The memories of seven of these dogs, now departed, make me smile, warm my heart, and occasionally cause an intense ache of longing that dulls a bit as the years pass, but never fully fades away.
First, there was Rusty. He was wild and free. He could run like the wind, and what I remember most about him is the delightful feel of his silky, deep-red coat against my 4-year-old cheek. Then there was Charlie Brown, the constant companion of my school years. He is a presence that populates every single memory I have of growing up. My very first best friend, he was the one who assured I never lived a day of my life without a dog or two (or three) by my side. He sealed the deal, set me on my path. Then Ivan, my first protector, my greatest teacher, and Ollie, the sidekick who became a regal king. Claude came along and widened my perspective. He taught me patience and reminded me I still had much to learn. Soon after, Dune joined my life, and he saved me one day. His lesson: See the dog in front of you. Then Hugo, my little heart; I have never laughed so much with a dog before or since. He taught me that I shouldn’t take myself so seriously.
Flash to present time: life with Laz and Mars. The daily blur of activity with these two of 10 dogs keeps me focused forward, so I don’t get stuck in the past with my furry memories. These boys are very much alive and demand my full presence in the here and now. They keep me very busy, helping me live life to the fullest and make memories to savor once they, too, depart.
And yet, there is one more to make 10. She lives neither only in my past, nor fully in my present. She is still part of my every day, her presence and lack thereof straddling two worlds as her very being begins to slowly fade into Memoryland. I can reminisce about her early days, when she was skinny, long-legged, awkward, untamed, and new, or about last week, when she sat near me in my yard, her weary bones soaking up the sun while I planted my summer vegetable garden.

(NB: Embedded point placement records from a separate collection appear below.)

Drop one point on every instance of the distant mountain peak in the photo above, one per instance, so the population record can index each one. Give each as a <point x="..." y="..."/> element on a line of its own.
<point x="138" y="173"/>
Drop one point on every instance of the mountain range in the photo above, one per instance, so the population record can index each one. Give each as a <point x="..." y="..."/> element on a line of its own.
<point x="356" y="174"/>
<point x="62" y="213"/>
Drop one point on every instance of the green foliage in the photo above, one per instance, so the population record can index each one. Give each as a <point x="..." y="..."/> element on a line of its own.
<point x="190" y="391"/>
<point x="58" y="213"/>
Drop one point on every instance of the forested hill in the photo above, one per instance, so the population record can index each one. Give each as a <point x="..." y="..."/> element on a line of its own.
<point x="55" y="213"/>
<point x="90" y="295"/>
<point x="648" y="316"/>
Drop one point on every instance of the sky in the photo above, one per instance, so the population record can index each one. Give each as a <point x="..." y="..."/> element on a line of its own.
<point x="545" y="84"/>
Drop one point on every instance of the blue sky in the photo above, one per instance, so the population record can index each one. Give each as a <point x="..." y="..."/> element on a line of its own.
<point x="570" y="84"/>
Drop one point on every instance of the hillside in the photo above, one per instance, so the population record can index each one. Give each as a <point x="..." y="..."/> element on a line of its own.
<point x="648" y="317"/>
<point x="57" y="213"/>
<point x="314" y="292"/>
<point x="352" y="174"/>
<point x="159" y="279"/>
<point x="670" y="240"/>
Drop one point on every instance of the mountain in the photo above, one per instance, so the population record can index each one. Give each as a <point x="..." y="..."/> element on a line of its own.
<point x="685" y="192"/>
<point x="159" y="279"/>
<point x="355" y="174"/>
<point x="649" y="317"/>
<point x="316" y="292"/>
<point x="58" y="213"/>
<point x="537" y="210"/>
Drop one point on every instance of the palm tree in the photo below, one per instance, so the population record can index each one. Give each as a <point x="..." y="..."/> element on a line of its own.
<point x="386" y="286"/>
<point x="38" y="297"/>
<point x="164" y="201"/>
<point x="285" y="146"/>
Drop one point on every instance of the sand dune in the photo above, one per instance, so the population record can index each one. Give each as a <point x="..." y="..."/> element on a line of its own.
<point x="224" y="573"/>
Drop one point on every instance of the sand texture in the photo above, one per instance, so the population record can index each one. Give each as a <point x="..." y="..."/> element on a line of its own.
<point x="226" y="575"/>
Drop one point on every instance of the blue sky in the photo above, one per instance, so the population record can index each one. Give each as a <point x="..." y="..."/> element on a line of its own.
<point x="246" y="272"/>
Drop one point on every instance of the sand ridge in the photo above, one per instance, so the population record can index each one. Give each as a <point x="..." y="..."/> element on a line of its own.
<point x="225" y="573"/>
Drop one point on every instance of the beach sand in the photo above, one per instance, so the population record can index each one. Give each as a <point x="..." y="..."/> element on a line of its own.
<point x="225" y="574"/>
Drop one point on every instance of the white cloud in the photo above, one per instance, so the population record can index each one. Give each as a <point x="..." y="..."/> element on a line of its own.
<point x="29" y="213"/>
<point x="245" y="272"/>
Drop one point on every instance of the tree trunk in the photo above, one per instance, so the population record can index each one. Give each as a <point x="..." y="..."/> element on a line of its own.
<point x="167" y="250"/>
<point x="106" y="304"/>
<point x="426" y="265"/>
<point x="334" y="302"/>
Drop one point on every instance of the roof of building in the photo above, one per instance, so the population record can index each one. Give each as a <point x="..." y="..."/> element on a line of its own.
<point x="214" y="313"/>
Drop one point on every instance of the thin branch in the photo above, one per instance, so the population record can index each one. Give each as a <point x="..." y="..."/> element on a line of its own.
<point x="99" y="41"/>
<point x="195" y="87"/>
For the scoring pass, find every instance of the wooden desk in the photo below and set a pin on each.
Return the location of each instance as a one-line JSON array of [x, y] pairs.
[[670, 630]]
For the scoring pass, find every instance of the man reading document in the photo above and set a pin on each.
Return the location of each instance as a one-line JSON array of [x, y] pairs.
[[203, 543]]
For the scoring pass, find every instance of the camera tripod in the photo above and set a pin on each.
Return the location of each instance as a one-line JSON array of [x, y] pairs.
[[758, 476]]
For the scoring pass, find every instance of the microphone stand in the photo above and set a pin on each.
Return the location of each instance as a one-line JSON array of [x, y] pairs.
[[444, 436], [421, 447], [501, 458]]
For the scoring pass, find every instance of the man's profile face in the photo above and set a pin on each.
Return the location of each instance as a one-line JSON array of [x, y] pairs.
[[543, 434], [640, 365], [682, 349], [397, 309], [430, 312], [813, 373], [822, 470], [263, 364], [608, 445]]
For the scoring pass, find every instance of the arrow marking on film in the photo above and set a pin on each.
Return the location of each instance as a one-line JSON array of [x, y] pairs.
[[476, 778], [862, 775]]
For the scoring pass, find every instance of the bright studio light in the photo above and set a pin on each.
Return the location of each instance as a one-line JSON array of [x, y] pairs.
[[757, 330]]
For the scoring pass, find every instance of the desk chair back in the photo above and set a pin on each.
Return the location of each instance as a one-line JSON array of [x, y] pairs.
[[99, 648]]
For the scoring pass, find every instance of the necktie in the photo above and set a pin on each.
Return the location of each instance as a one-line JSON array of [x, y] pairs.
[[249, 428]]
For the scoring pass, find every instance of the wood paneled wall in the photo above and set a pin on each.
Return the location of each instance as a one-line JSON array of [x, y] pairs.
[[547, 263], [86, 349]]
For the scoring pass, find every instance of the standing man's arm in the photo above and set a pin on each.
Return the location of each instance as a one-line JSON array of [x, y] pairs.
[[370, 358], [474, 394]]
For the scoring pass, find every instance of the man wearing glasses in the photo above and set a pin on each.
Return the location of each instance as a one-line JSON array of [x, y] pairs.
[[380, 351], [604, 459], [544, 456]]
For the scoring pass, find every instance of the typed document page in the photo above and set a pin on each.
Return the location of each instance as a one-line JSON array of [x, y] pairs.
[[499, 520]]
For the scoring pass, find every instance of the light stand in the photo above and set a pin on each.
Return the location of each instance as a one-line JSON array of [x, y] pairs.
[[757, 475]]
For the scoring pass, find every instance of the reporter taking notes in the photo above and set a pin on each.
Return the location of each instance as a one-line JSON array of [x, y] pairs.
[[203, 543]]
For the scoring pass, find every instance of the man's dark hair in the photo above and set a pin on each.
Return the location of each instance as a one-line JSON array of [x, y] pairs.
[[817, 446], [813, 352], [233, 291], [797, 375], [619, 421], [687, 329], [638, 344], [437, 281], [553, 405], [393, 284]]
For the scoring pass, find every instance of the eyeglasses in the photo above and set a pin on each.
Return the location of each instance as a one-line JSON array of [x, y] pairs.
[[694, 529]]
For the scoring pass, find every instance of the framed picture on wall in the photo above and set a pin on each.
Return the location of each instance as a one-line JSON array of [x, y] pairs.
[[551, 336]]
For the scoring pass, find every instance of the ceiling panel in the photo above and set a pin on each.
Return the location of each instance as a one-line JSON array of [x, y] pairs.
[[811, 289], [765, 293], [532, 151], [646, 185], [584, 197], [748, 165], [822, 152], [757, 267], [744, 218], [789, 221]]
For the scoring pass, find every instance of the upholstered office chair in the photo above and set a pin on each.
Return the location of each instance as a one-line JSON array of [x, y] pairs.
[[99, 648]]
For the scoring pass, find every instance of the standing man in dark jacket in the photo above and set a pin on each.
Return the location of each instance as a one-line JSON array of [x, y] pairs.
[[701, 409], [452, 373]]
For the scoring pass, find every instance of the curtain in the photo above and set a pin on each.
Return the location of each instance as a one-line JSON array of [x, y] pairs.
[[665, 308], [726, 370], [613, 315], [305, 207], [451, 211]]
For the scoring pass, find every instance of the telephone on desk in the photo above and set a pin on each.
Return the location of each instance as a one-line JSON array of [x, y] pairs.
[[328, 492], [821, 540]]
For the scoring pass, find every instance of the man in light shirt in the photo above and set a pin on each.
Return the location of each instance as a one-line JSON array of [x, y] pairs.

But I can also still hear her, the tap of her always slightly too long nails on my floor as she followed me around my house: always just three steps behind, always nearby, ever watchful. I still see her, out of the corner of my eye, even as I type these words, in the worn brown leather chair where she liked to curl up, her chin resting on the armrest, gazing at me while I worked. She is still in the earth outside, where her brothers sniff at the spot where she last relieved herself and in the tufts of coarse black hair that drift across the floor of my living room when a breeze comes through. Her food bowl is still in place, empty for days now. I should probably put it up, but it seems impossible that I won’t need it anymore, impossible to comprehend that she won’t ever be back. Zou Zou is gone.
Zou was a wonderfully sweet natured girl and full of energy. When she came to us, at 11 months of age, she was a wild child. She’d been living outdoors without much in the way of training, supervision, or real companionship. Her arrival caused much upheaval in my family, with everyone, every dog and person, except me, ready to vote her off the island. I stubbornly kept her, though I’ll admit in those early days, I privately questioned not only my decision, but also my sanity. Over time, as Zou calmed down and learned the ways of the civilized world, her silly, earnest side came through. She had not an aggressive bone in her body, and she was the world’s most patient nanny dog, not only for the many, many puppies she helped me raise, but also for the human children of friends and family. She really adored babies of all kinds. She nursed Dune and Hugo in their senior years, grooming Dune every evening and cuddling with Hugo to keep him warm. She loved canine circus class and herding sheep. She could run like the wind and had the stride of a racehorse. In her final years, she lived a quiet life of privileged luxury; queen of the neighborhood, making regular appearances at social events and on errand runs. She was Ian’s sous chef and gardening assistant. She watched every game of the Warriors this season, save the last one, which we are sure they won just for her. Rest in peace, sweet Zou. Thank you for the memories.
Kelly Gorman Dunbar is director of the Center for Applied Animal Behavior where she recruits and trains for SIRIUS Puppy & Training, the family business.